The clustering coefficient of the bipartite network, C_4, has been widely used to investigate the statistical properties of the user-object systems. In this paper, we empirically analyze the evolution patterns of C _4 for a nine year MovieLens data set, where C_4 is used to describe the diversity of the user interest. First, we divide the MovieLens data set into fractions according to the time intervals and calculate C_4 of each fraction. The empirical results show that, the diversity of the user interest changes periodically with a round of one year, which reaches the smallest value in spring, then increases to the maximum value in autumn and begins to decrease in winter. Furthermore, a null model is proposed to compare with the empirical results, which is constructed in the following way. Each user selects each object with a turnable probability p, and the numbers of users and objects are equal to that of the real MovieLens data set. The comparison result indicates that the user activity has greatly influenced the structure of the user-object bipartite network, and users with the same degree information may have two totally different clustering coefficients. On the other hand, the same clustering coefficient also corresponds to different degrees. Therefore, we need to take the clustering coefficient into consideration together with the degree information when describing the user selection activity.

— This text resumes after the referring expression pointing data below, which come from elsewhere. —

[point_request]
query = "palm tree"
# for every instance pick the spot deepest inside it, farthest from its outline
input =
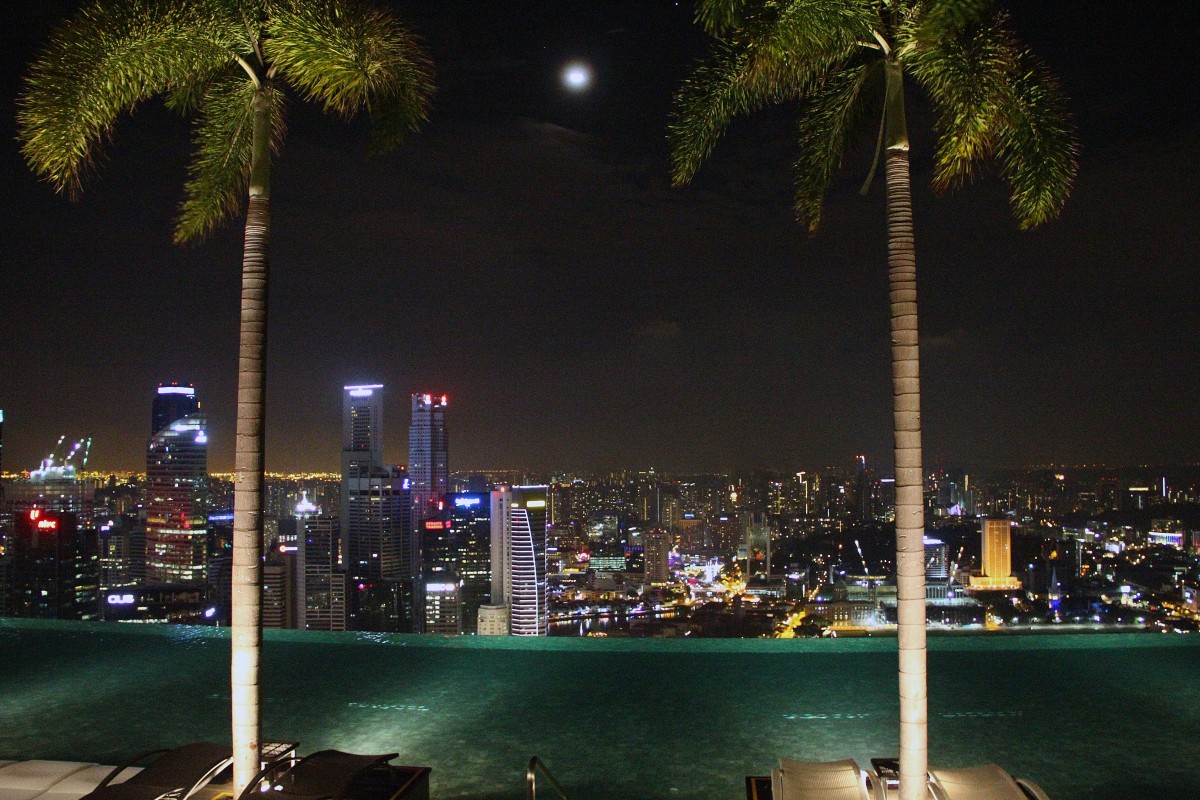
(229, 65)
(844, 61)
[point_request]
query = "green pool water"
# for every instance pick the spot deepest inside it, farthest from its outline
(1097, 716)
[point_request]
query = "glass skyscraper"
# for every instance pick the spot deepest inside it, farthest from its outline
(378, 545)
(429, 470)
(519, 557)
(177, 479)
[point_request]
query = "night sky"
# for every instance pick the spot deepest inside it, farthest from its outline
(526, 254)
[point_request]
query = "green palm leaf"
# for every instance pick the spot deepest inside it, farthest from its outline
(783, 53)
(829, 119)
(1037, 146)
(113, 56)
(220, 170)
(969, 80)
(349, 58)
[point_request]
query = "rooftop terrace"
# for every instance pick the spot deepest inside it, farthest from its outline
(1099, 716)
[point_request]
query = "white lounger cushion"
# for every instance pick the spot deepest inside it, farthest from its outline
(27, 780)
(79, 783)
(817, 781)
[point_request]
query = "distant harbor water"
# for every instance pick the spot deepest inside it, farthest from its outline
(1104, 717)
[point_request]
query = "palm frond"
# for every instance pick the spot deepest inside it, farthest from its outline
(937, 19)
(969, 79)
(352, 56)
(719, 17)
(828, 119)
(105, 61)
(223, 138)
(1037, 146)
(780, 53)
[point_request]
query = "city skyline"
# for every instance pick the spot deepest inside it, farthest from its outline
(529, 228)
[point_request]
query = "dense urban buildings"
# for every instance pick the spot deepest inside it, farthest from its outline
(177, 479)
(378, 543)
(629, 553)
(429, 462)
(519, 557)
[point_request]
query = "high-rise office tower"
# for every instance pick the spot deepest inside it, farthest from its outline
(324, 582)
(172, 402)
(459, 542)
(997, 557)
(361, 428)
(519, 557)
(658, 554)
(54, 567)
(429, 470)
(937, 563)
(442, 603)
(378, 548)
(371, 492)
(177, 480)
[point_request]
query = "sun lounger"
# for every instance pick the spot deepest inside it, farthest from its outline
(324, 775)
(821, 781)
(177, 774)
(84, 782)
(27, 780)
(987, 782)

机译:双向网络的聚类系数C_4已被广泛用于研究用户对象系统的统计特性。在本文中,我们根据经验分析了一个9年的MovieLens数据集的C _4的演化模式,其中C_4用于描述用户兴趣的多样性。首先,我们根据时间间隔将MovieLens数据集划分为多个部分,并计算每个部分的C_4。实证结果表明,用户兴趣的多样性以一年为周期周期性变化,在春季达到最小值,然后在秋季达到最大值,在冬季开始减小。此外,提出了一种零模型与经验结果进行比较,该模型以以下方式构造。每个用户以可翻转的概率p选择每个对象,并且用户和对象的数量等于真实MovieLens数据集的数量。比较结果表明,用户活动极大地影响了用户-对象双向网络的结构,具有相同程度信息的用户可能具有两个完全不同的聚类系数。另一方面,相同的聚类系数也对应于不同的程度。因此,在描述用户选择活动时,我们需要将聚类系数与程度信息一起考虑。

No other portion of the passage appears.